Yaşar Nuri Öztürk = Sizi gözetleyip duruyorlar. Allah'tan size fetih nasip olursa, "sizinle birlikte değil miydik" diyecekler. Kâfirlere bir nasip ulaşırsa şunu söyleyecekler: "Başarınıza destek vermedik mi, müminlere karşı size siper olmadık mı?" Artık kıyamet günü aranızda Allah hükmedecektir. Allah, müminler aleyhine kâfirlere bir yol asla nasip etmez.
İskender Ali Mihr = Onlar sizi gözlüyorlar öyle ki, size Allah’tan bir fetih (zafer) olunca, "Biz sizinle beraber olmadık mı?" dediler.
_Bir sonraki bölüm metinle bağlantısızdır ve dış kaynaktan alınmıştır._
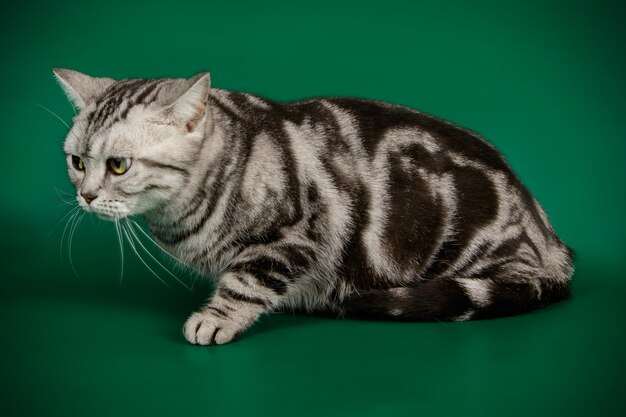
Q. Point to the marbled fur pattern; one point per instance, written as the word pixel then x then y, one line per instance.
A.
pixel 340 206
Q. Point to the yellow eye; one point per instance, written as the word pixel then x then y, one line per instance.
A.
pixel 78 163
pixel 118 166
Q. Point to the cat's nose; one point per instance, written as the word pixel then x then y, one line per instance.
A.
pixel 89 197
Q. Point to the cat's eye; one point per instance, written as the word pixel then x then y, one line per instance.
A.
pixel 78 163
pixel 118 166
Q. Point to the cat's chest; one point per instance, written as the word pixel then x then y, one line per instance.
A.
pixel 206 256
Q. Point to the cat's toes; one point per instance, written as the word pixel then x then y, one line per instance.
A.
pixel 204 328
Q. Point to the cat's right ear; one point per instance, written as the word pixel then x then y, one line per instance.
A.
pixel 80 88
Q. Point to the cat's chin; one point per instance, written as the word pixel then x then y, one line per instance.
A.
pixel 109 217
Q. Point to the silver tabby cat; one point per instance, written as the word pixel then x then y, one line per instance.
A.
pixel 337 206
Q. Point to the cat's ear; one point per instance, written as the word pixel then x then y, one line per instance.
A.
pixel 190 108
pixel 80 88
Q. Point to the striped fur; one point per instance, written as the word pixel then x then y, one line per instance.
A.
pixel 339 206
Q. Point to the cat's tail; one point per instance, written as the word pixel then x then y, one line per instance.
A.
pixel 454 299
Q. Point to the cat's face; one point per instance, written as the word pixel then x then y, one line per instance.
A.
pixel 134 141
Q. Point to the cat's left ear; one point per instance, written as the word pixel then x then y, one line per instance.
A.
pixel 80 88
pixel 191 107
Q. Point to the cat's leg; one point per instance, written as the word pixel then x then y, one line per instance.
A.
pixel 455 299
pixel 242 295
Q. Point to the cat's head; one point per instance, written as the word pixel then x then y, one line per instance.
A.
pixel 133 143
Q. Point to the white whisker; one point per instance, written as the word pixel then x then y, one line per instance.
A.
pixel 67 224
pixel 132 231
pixel 67 213
pixel 71 238
pixel 121 243
pixel 132 245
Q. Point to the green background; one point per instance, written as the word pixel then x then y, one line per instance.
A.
pixel 543 81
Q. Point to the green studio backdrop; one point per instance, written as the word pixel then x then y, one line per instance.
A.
pixel 542 80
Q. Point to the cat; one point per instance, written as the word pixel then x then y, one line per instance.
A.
pixel 339 206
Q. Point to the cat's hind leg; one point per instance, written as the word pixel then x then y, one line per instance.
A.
pixel 455 299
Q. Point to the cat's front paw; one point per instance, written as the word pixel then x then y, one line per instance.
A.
pixel 206 328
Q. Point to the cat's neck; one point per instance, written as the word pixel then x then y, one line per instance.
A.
pixel 201 179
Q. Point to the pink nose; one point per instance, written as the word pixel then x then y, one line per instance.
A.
pixel 89 197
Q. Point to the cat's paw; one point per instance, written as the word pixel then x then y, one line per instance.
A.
pixel 205 328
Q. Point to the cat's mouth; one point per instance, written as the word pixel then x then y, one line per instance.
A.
pixel 107 213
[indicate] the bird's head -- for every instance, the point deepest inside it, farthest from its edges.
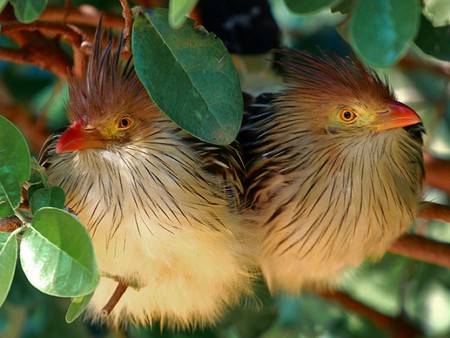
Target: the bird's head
(340, 95)
(108, 107)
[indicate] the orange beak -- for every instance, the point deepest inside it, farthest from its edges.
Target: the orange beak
(396, 116)
(79, 137)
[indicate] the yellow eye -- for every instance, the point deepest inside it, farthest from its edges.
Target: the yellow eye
(125, 122)
(347, 115)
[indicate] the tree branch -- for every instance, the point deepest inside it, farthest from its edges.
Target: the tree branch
(126, 14)
(421, 248)
(435, 211)
(399, 327)
(10, 224)
(44, 59)
(71, 34)
(438, 172)
(118, 293)
(83, 15)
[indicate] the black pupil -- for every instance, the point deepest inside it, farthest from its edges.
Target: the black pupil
(124, 123)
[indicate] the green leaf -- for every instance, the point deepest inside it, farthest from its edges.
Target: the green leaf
(28, 10)
(178, 9)
(309, 6)
(434, 41)
(47, 197)
(437, 11)
(8, 258)
(57, 255)
(14, 166)
(344, 6)
(381, 31)
(77, 307)
(190, 76)
(3, 4)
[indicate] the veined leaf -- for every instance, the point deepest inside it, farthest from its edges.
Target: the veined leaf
(189, 75)
(8, 258)
(381, 31)
(178, 10)
(14, 166)
(57, 255)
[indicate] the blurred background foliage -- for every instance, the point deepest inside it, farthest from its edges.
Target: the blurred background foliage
(409, 39)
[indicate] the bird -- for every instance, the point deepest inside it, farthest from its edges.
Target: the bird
(162, 207)
(334, 170)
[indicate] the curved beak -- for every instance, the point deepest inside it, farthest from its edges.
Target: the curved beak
(79, 137)
(396, 116)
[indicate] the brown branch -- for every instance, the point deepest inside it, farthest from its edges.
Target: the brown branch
(69, 33)
(437, 172)
(126, 14)
(435, 211)
(118, 293)
(399, 327)
(44, 59)
(10, 224)
(83, 15)
(421, 248)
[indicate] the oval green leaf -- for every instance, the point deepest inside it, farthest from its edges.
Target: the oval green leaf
(77, 307)
(3, 4)
(189, 75)
(178, 10)
(47, 197)
(8, 258)
(28, 10)
(381, 31)
(309, 6)
(14, 166)
(434, 41)
(57, 255)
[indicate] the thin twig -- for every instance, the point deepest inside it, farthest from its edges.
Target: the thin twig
(10, 224)
(421, 248)
(67, 8)
(118, 293)
(438, 172)
(69, 33)
(126, 14)
(435, 211)
(398, 326)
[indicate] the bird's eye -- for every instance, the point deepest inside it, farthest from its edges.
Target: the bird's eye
(125, 123)
(347, 115)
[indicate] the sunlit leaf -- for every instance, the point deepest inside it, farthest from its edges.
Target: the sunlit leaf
(28, 10)
(178, 10)
(381, 31)
(190, 76)
(8, 258)
(14, 166)
(309, 6)
(57, 255)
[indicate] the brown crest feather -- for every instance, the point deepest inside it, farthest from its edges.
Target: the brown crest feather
(328, 77)
(109, 84)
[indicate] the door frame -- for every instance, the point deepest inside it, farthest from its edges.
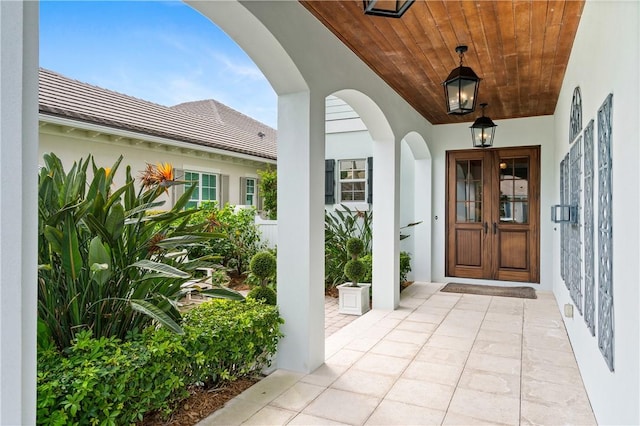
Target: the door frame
(489, 232)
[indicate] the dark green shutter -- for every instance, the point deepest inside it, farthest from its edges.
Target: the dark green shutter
(243, 190)
(224, 190)
(177, 190)
(329, 182)
(370, 180)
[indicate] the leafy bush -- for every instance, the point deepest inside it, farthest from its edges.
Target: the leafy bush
(405, 265)
(340, 226)
(111, 382)
(268, 187)
(239, 238)
(263, 265)
(266, 294)
(104, 264)
(226, 339)
(108, 381)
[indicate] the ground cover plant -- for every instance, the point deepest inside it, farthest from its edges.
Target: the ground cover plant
(104, 264)
(340, 226)
(238, 239)
(112, 382)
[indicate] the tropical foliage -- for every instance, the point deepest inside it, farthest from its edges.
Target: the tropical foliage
(263, 268)
(344, 224)
(268, 187)
(339, 226)
(105, 265)
(108, 381)
(238, 238)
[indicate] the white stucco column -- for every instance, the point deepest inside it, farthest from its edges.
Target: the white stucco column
(421, 262)
(18, 210)
(386, 228)
(301, 231)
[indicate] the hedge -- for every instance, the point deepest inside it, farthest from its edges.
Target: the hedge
(107, 381)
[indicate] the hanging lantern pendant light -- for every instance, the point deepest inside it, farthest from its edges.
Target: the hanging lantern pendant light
(483, 130)
(461, 88)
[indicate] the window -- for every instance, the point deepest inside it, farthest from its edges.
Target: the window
(250, 192)
(206, 187)
(353, 180)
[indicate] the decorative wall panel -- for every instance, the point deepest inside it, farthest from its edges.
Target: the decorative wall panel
(564, 233)
(605, 234)
(589, 220)
(575, 119)
(575, 242)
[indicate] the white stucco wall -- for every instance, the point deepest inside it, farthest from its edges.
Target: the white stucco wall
(73, 145)
(516, 132)
(605, 60)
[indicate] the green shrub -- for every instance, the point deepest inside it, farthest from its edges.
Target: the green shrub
(405, 265)
(239, 239)
(265, 294)
(368, 266)
(226, 339)
(111, 382)
(355, 270)
(268, 187)
(104, 263)
(263, 265)
(354, 246)
(107, 381)
(339, 226)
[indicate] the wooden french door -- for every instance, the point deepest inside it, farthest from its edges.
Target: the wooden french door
(493, 214)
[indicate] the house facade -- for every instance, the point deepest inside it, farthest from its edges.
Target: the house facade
(205, 141)
(298, 56)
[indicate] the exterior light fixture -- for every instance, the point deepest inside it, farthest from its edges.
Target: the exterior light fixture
(563, 213)
(483, 130)
(388, 8)
(461, 88)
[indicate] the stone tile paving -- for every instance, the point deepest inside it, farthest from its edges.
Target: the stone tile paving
(458, 360)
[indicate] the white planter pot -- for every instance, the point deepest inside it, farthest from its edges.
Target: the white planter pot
(353, 300)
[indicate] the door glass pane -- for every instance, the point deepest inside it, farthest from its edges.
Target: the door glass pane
(469, 191)
(514, 190)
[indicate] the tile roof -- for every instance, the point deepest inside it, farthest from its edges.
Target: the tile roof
(206, 123)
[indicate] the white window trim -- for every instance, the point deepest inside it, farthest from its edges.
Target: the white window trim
(360, 205)
(200, 172)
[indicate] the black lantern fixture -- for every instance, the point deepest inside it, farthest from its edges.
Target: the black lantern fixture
(483, 130)
(388, 8)
(461, 88)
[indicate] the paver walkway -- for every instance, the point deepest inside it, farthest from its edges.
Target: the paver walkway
(441, 358)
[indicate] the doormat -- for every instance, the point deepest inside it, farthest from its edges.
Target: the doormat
(491, 290)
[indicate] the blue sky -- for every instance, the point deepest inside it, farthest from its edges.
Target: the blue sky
(161, 51)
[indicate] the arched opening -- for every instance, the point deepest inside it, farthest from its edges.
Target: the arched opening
(415, 204)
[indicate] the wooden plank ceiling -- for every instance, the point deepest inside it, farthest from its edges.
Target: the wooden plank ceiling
(518, 48)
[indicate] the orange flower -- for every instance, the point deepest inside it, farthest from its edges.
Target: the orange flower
(161, 175)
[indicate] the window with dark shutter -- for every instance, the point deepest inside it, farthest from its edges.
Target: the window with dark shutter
(329, 182)
(369, 180)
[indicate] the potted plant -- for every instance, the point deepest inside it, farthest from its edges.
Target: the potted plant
(354, 296)
(263, 266)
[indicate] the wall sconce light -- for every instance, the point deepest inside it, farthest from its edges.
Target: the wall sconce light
(564, 213)
(461, 88)
(483, 130)
(388, 8)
Ve şayet kâfirlerin zaferden bir nasibi oldu ise (o zaman da) “Biz sizin üzerinize siper olmadık mı? Ve size mü’minlerden (gelecek olana) mani olmadık mı?" dediler. Artık Allah, kıyâmet günü sizin aranızda hükmedecektir. Ve Allah kâfirlere, mü’minlere karşı asla bir yol açacak değildir.
İlyas Yorulmaz = Sizi sürekli takip edenler gözetleyenler var. Eğer size Allah dan zafer nasip olursa, onlar “Bizde sizinle beraber değilmiydik?” derler. Eğer savaşın başarısı inkarcılar lehine sonuçlanırsa, inkarcılara “Size yardımcı olup, inananların size olan çabalarını engellemedik mi?” derler. Allah kıyamet günü aranızda, kendi hükmünü verecektir. Allah, inananlar aleyhine, inkar edenlerin bir yol bulmalarına müsaade etmez.